The next day was calm all day long, and Terabon went up the bank to shoot squirrels or other woods game; he went almost up to the Plum Point, killed several head of game, and rejoiced in the bayous and sloughs and chutes of a changing land.

The following morning he was hailed by Slamey:

“Hi—i, Terabon! Theh’s a shanty-boat up the head of Flower Island Bar jes’ drappin’ in. They’ve floated down all night!”

Through his glasses Terabon saw two men walking a shanty-boat across the dead water below Yankee Lower Bar to the mainland.

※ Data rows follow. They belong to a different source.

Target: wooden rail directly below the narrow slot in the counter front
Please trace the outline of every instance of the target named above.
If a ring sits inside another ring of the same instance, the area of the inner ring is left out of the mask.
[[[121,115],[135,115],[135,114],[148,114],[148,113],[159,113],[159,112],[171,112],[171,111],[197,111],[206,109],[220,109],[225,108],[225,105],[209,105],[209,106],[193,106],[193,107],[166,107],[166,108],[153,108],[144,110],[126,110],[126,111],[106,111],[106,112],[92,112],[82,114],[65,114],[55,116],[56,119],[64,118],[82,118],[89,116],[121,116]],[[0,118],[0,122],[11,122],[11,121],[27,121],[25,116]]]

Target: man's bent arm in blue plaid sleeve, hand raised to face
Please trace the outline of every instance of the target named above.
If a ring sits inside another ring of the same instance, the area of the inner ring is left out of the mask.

They were too far away for him to distinguish their personalities, but one was a tall, active man, the other obviously chunky, and when they ran their lines out and made fast to half-buried snags, it was with the quick decision of men used to work against currents and to unison of effort. There was something suggestive in their bearing, their scrutiny up and down the river, their standing close to each other as they talked. If Terabon had not suspected them of being pirates, their attitude and actions would have betrayed them. 162

Terabon, after a little while, pulled up the eddy toward them; he was willing to take a long chance. Few men resent a newspaper man’s presence. The worst of them like to put themselves, their ideas, right with the world. Terabon risked their knavery to win their approbation. Come what might, he would seek to save Augustus Carline from the consequences of his ignorance, money, folly, and remorse.


163

CHAPTER XXIV

The flow of the Mississippi River is down stream—a perfectly absurd and trite statement at first thought. On second thought, one reverts to the people who are always trying to fight their way up that adverse current, with the thrust of two miles perpendicular descent and the body of a thousand storms in its rush.